Long story short - Mom and Dad spent 4 hours of Mom's birthday at the vet. When she (the vet) lanced the abscess, she said that it was about a day away from exploding (rupturing is a nice way of saying it) and that it was highly suspicious for CL. So the abscess material was sent off to the lab. Apparently the puss test is more accurate than the blood test. Mom was about ready to throw in the towel and put the little guy down. Dad wasn't quite ready to raise the white flag just yet.
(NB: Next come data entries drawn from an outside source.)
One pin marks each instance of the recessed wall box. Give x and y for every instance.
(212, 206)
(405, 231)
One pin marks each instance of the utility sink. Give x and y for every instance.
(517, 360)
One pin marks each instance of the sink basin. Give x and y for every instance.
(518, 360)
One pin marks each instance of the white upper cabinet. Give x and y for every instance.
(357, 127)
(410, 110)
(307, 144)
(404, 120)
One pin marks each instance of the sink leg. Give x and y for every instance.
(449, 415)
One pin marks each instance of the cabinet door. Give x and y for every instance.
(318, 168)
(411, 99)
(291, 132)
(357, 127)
The vet made the point, "Would you be okay with putting Oliver down only to find out that the test comes back negative?" Okay, we'll cross that bridge after we get the results...
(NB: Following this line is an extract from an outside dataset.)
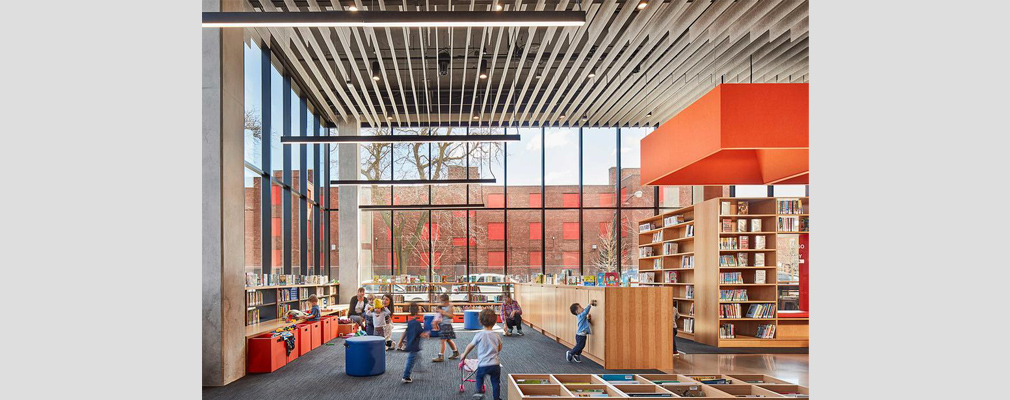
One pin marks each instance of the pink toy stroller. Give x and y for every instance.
(468, 373)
In order to lance the abscess, the vet trimmed up little Oliver's beard. But only half of it. So he was a lopsided Chinese wise man until we decided that he should get an even haircut. I won't humiliate the guy by posting pictures of how pathetic he looked after his 'spa' day at the vet's.
We waited. And waited. All the while, treating the buck like a biohazard. Only one person goes in to care for him. That person cannot work with the other goats. The clothes that the person wore had to be cleaned asap and kept separate from the rest of the laundry. The special person also has a special pair of shoes that can only be used in Oliver's pen. There is a shovel that can only be used in Oliver's stall and the bedding material cannot go to the compost pile - if we took it out then it's to be burned.
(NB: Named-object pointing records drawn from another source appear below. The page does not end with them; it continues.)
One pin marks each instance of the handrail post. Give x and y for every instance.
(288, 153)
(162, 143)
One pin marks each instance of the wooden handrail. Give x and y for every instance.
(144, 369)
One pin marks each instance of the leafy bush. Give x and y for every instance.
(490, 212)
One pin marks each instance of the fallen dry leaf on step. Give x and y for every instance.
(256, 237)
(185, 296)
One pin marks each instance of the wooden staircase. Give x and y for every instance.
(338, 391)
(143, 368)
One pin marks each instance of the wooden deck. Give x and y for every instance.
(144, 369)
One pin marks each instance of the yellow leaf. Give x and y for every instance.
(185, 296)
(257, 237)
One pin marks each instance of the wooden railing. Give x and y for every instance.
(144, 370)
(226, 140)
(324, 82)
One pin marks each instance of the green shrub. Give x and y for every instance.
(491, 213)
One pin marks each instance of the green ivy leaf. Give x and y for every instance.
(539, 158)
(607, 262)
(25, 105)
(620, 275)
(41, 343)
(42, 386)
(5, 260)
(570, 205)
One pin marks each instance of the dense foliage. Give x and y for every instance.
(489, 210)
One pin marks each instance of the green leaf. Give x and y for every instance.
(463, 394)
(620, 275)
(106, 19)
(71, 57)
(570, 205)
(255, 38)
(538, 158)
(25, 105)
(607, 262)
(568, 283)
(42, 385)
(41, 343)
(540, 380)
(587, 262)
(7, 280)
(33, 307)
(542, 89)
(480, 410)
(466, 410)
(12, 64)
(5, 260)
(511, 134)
For a week we toiled, all the while holding our breath hoping that it wasn't CL. If it was, our little goat adventure would be done, and the cow just might have to come home... We hardly had even a glimmer of hope while waiting. Dad decided that he should dig out a deep hole in the back of the property since we had the neighbor's excavator. Wouldn't want to be digging a 6-8 foot deep hole with a spade. Finally, we had to call the vet, "Have you gotten those test results by any chance? No? Do you know when those will come in? You'll give them a call in the morning? Okay. Question for you - how often do you see a CL blood test come back negative and the culture come back positive? Oh really... That's interesting. Well, we'll have to look into that. Thank you!" So... What did the vet tech say?! I didn't find out until later...
The fated phone call finally arrived. Should we answer it or let them leave a message? Inhale, exhale, repeat. Hmm... Here, run and give the phone to Mom! :cue drum roll: We're CL negative!!! :D :D :D
But what caused those boils on his face? One of our does was getting bumps on her side now too... Well, the vet tech's sister-in-law had similar problems and dealing with the same conundrum that we were.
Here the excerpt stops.